North Somerset Cycle Campaign

maps & hazard reports

our maps

As it is

Cyclist has to push into traffic
Rejoining a traffic stream after a very short cycle track in Nailsea

click photo for more information

Maps
Free cycle maps are available from the four councils for North Somerset, Bristol, South Gloucestershire, and Bath & NE Somerset (BaNES). Cyclists have been involved in their production and campaigners' comments have been incorporated when maps have been revised before reprinting. We continue to send in comment on inaccuracies and omissions. The maps are useful and we recommend you get several for your household. Phone the cycling officer or ask at a library, council offices or bike shop. You can also assist with distributing the maps - ask for a quantity and leave them with any bike shop or other likely place. (And remove any old first-issue maps - these have no date on the front).

Warning - the maps disintegrate rapidly when wet!

If you see an error or have a comment, report it to the cycling officer at the council and communicate it to fellow cycle users via the email group.

Cycling Satisfaction Maps
We have a long term project preparing a map of North Somerset showing the quality of the roads for cycling and picking out the hazards. Some of the information already gained has been added to the council's cycling map (free from North Somerset Council).
Hazard reports detail safety hazards or inconveniences that arise from poor design or speed limits set too high.
Let us know about danger points, and where infrastructure is designed to inconvenience cyclists and push them off the road. Remember the stated policy of the council is to increase cycling and reduce motoring. Do they live up to their word?

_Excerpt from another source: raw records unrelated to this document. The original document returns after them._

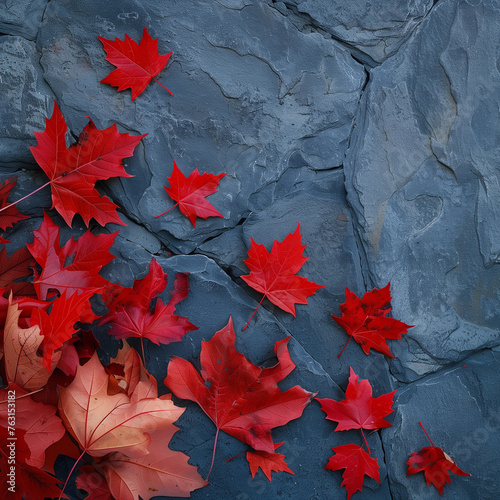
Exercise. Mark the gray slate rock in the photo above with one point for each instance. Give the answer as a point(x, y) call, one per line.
point(374, 28)
point(25, 99)
point(417, 179)
point(21, 17)
point(212, 298)
point(242, 104)
point(459, 408)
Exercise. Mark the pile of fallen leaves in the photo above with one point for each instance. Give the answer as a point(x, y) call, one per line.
point(60, 399)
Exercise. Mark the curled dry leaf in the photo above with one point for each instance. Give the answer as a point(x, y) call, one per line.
point(103, 423)
point(37, 427)
point(122, 420)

THE HIERARCHY OF SOLUTIONS from Cycle Friendly Infrastructure - the design manual that North Somerset should be using - and say they use - do they?

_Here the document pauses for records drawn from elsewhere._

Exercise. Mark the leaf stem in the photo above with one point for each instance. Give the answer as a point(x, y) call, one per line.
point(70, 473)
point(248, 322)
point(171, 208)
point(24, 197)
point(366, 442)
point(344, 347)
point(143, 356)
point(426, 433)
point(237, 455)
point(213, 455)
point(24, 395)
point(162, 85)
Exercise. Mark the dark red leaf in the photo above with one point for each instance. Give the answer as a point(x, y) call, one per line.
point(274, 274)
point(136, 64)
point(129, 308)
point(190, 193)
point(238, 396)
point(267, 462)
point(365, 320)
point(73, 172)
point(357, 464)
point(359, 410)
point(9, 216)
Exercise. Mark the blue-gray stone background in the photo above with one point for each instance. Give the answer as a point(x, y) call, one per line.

“Cyclists have the road network available to them for their use. Where use of this network is rendered unattractive or dangerous by traffic conditions, there is no single correct solution to providing a suitable infrastructure for cycling and local conditions will frequently dictate which solutions are possible. However, the following hierarchy of solutions indicates the possible strategies in order of preference. Each strategy should be thoroughly considered before a solution is chosen.

  1. Traffic reduction
  2. Traffic calming and restraint
  3. Junction treatment and traffic management
  4. Redistribution of space on the carriageway
  5. Cycle lanes and cycle tracks

Where special facilities are provided for cyclists these should, in principle, be taken from road space that is currently devoted to motor vehicles, rather than from pedestrians.”